Abby Wahl homeschools her five kids and teaches them to never quit on a bad day.
Jason Barney serves as the Principal of Coram Deo Academy in Carmel, IN. In 2012 he was awarded the Henry Salvatori Prize for Excellence in Teaching from Hillsdale College. He completed his MA in Biblical Exegesis at Wheaton College, where he received The Tenney Award in New Testament Studies. In addition to his administrative responsibilities in vision, philosophy and faculty training, Jason has taught courses in Latin, Humanities, and Senior Thesis from 3rd-12th grades. He has published several books, including A Classical Guide to Narration with the CiRCE Institute and A Short History of Narration with Educational Renaissance.

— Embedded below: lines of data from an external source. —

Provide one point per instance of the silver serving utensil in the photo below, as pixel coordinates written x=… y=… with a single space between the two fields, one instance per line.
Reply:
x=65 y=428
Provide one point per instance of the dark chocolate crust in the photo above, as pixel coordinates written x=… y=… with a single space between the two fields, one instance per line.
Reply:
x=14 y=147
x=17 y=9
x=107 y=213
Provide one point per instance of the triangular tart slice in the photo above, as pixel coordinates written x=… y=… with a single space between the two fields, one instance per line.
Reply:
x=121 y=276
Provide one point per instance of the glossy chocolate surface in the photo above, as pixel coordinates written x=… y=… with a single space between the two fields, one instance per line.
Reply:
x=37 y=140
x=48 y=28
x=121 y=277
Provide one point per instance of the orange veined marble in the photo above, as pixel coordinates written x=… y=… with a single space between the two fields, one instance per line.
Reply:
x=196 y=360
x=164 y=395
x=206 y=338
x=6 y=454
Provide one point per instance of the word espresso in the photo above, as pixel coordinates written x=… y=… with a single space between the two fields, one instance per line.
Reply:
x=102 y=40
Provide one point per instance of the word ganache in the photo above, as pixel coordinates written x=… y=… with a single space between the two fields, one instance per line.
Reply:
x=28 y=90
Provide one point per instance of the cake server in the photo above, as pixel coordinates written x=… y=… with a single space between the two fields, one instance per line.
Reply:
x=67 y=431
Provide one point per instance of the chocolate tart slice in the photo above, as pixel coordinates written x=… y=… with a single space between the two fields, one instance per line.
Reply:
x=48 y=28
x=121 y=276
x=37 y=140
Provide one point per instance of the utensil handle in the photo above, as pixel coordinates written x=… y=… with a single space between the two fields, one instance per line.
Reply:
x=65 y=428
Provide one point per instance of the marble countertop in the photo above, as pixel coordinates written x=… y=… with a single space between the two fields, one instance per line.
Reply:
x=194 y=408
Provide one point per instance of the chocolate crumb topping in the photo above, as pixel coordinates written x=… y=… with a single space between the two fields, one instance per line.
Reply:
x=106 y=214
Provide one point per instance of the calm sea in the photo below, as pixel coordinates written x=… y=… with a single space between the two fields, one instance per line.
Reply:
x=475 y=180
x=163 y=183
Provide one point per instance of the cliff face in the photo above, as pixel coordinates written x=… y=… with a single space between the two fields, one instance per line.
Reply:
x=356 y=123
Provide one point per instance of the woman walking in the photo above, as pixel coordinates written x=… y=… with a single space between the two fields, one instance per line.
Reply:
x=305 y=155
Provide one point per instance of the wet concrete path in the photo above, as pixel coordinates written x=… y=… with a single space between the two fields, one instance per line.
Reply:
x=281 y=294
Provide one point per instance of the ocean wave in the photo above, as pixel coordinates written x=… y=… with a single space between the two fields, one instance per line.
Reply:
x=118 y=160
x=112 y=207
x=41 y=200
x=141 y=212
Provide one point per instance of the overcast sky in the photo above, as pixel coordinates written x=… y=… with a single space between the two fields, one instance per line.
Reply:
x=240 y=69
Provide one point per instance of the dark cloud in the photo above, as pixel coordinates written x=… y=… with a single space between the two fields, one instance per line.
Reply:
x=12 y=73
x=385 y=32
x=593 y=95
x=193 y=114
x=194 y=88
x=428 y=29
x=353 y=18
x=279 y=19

Jason blogs regularly on ancient wisdom for the modern era at www.educationalrenaissance.com.
Scholé Everyday: What We’re Reading
Outdoor Kids in an Outside World, Steven Rinella
Abby is reading this title by a conservationist who encourages healthy outdoor family time for all.
Redeeming the Six Arts: A Christian Approach to Chinese Classical Education, Brent Pinkall
Turns out people throughout history and cultures have figured out human education by observation and thought.
Range, David Epstein
Jason is reading this title in praise of the generalist, that shows how having a broad range of interests and skills helps develop your ability more than specialization of the “1000 hours” sort.
Are all rewards bad?
The first place we should go as Christians is to Scripture and biblical models. Jesus offers rewards, so they are not all bad. However, the rewards Jesus gives are on a longer time horizon than we’re often comfortable with. Jesus’ rewards for faithful followers is not akin to a mom giving kids candy for doing their chores.
We have to look at what you’re doing for the reward and what rewards you’re giving or desiring.
Natural rewards and natural consequences are vital to education. God has set up the world to operate whereby we reap what we sow.
Rewards can easily be used to manipulate. The common way to use either rewards or punishments controls or undercuts natural rewards or desires.
Rewards cheapen activities
When we have systems in place that overwhelm the student’s imagination or manipulate his attention.
When you place an unnatural reward to an activity that has an inherent reward, you supplant the desire to do the activity for its own sake. It sends the message that we have to be tricked into doing activities that are good for us.
Giving rewards can end up cheapening the activity that is naturally beneficial.
Rewards shape loves
When we offer cheap rewards for work that should be naturally satisfying, we are training the student’s love of personal gain or pleasure, not his love of knowledge or ability. In a way, we’re reinforcing to the student that he’s not intrinsically motivated, and his desire for lesser goods is how he’s to be reached.
Can intrinsic motivation be used?
We use rewards because they do work to manipulate behavior and get the result you want. But we have to look longer term.
Students often don’t have the intrinsic motivation they should have. In fact, it’s inevitable that we all will lack the intrinsic motivation we ought to have. So how do we train it, develop it?
First, don’t let the kids get out of the work. They have to persevere and push through work they don’t like or want to do. This isn’t for all good work, but for work that is truly a duty and for work you’ve determined they do need to do.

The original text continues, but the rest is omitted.